If you have followed this blog series, you have seen how mobile connectivity can be ideal for IoT solutions in logistics, manufacturing, security, asset tracking, among countless other industries. You have also learned what “mobile IoT” really means and some of its related advantages.
Today I want to take a brief look at another de facto advantage of the handset, which is the utilization of a basic infrastructure built over decades.
An overlapping, interconnected network, if desired:
In particular, we will look at the topic of SURPLUS and its binding to cellular IoT. How prepared are you for all the possible lifetime deployment scenarios of your IoT deployments? Are you using a proven and true connection method?
In this blog series, we are demystifying the mobile phone and taking a critical look at four key topics related to wireless in the Internet of Things:
Why redundancy is critical for IoT
What makes happens if your device loses connection to the network? Can it still perform the tasks it was created to do? Or is the data collected in storage until the device is full and then it fails a lot?
Despite why for a failure, your end users are less likely to blame their Wi-Fi routers and more likely to blame you, the device provider, for not calculating all outage scenarios.
This is why redundancy is a critical component of proper cellular IoT placements. With an emergency plan for every predictable failure point, you can maximize availability and reduce the impact of negative network issues. Even if you are buying over Wi-Fi, wired Ethernet or LoRaWAN, mobile can (and should) be a major consideration when creating a backup or redundant network solution.
Surplus is important with the devices themselves, yes, but it is just as important to work with a mobile network operator that considers the surplus at a higher level.
Excess Mobile Network
Many IoT mobile providers offer limited SIM cards to a single mobile network operator in a single geographic area. If this is the case, how do you place yourself in rural areas with coverage on another network, not to mention other countries in full?
A suitable IoT mobile company will offer solutions that work with reputable providers and their first-class partners in neighboring regions. When you can not predict the location or the solution itself is intended to travel between geographic regions, a seamless network-to-network reconnection is critical.
It is also important to determine what wireless standards your IoT module is using. For example, if you are moving from a region with key GSM support to LTE, will your solution elegantly recover?
Surplus in mobile infrastructure
If you consider a traditional Wi-Fi or wireless Ethernet setting, your network relies on a single node or gateway to operate. Your devices will only connect to the network as long as that centralized connection point is also active.

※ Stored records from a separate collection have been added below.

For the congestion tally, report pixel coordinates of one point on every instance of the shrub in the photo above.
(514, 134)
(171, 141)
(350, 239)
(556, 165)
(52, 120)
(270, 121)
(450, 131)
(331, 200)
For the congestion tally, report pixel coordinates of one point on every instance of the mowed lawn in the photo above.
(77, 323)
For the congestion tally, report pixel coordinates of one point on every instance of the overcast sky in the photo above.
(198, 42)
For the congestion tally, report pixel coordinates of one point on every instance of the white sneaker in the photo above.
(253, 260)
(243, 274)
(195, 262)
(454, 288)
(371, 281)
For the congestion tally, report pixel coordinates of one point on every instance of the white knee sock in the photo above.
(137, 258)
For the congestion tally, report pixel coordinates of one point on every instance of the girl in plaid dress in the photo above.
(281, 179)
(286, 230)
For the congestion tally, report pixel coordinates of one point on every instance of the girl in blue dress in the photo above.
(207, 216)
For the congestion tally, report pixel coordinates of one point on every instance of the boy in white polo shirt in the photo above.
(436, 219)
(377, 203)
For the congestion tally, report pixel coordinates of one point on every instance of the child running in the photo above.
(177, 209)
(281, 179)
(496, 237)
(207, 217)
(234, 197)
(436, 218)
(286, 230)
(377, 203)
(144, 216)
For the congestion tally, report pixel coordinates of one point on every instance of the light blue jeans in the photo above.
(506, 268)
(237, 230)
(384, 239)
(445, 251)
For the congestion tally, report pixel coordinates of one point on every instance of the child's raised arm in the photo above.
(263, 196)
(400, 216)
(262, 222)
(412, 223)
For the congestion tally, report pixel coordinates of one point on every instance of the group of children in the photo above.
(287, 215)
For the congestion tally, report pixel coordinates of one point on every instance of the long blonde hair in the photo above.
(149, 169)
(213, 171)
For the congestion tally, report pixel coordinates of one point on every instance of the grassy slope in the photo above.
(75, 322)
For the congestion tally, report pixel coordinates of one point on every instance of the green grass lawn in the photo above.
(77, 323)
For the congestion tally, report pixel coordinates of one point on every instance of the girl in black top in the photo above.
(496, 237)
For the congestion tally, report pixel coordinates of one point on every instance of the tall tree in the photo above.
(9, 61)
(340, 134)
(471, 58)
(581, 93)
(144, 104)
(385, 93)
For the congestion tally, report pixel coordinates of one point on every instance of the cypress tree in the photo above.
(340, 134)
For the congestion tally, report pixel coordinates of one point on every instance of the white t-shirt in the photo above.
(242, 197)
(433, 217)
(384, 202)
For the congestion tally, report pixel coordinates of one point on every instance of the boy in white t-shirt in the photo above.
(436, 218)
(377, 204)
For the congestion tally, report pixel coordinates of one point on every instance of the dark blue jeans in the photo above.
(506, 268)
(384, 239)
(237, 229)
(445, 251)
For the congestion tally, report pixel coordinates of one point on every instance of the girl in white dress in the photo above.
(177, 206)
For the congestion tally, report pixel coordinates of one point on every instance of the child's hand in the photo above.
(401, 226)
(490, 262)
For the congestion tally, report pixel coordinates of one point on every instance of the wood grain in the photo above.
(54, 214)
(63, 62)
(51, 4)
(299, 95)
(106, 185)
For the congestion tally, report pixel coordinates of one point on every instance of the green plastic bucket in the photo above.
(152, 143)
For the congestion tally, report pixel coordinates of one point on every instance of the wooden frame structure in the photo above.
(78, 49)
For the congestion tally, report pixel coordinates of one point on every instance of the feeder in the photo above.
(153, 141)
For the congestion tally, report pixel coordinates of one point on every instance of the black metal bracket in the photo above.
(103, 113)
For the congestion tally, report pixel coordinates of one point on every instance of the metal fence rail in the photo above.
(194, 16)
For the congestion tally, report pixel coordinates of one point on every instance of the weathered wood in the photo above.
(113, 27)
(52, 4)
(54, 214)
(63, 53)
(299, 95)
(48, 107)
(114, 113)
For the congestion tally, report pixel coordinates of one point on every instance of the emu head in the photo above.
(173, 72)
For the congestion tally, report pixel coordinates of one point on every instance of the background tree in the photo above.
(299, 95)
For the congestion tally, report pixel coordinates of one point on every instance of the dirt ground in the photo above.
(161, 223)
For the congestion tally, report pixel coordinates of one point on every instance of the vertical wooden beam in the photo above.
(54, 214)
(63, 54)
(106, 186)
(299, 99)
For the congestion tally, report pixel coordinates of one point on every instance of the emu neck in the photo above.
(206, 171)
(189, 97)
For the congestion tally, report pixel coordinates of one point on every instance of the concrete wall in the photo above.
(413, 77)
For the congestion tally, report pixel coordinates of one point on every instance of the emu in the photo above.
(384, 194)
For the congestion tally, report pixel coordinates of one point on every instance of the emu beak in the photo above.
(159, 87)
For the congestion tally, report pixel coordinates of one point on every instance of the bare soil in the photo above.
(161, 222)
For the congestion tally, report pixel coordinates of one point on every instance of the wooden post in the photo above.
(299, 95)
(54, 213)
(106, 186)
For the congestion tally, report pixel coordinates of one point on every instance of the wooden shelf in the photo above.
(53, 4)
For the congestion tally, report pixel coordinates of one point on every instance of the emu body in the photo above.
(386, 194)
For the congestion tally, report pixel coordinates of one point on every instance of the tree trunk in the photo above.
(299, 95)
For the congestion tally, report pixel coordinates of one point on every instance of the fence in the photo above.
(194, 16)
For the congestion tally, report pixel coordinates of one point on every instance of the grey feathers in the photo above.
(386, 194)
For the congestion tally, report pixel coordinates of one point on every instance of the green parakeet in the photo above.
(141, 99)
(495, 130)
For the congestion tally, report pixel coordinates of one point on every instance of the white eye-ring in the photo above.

Cellular, on the other hand, has a massive advantage in terms of tower roof overlap. If access to a cell tower is lost, there is a high probability that another tower will take over (albeit with perhaps a weaker signal, but nonetheless a signal).
With this method of overlaying cell tower areas, your devices will always have a backup connection if a centralized access point goes down.
There is always a natural danger with connecting to the internet. We constantly work to mitigate those risks with SSL certificate verification, strong authentication protocols, VPNs and the like.
Cellular holds many security-related benefits for those of us who build on IoT:
- Mobile networks securely authenticate devices via SIM cards.
- Devices do not “share” the network as they do on Wi-Fi, so they can not interact with each other.
- Mobile network firewalls can restrict device connection to key functions only.
- Device manufacturers can secure a VPN tunnel from the device to the cloud without exposing it to a public Internet connection.
Using an IoT connection option with network, infrastructure and redundant security is paramount. Mobile IoT is the best solution for a wide range of IoT applications, and the mature advantages of using an existing mature network cannot be underestimated.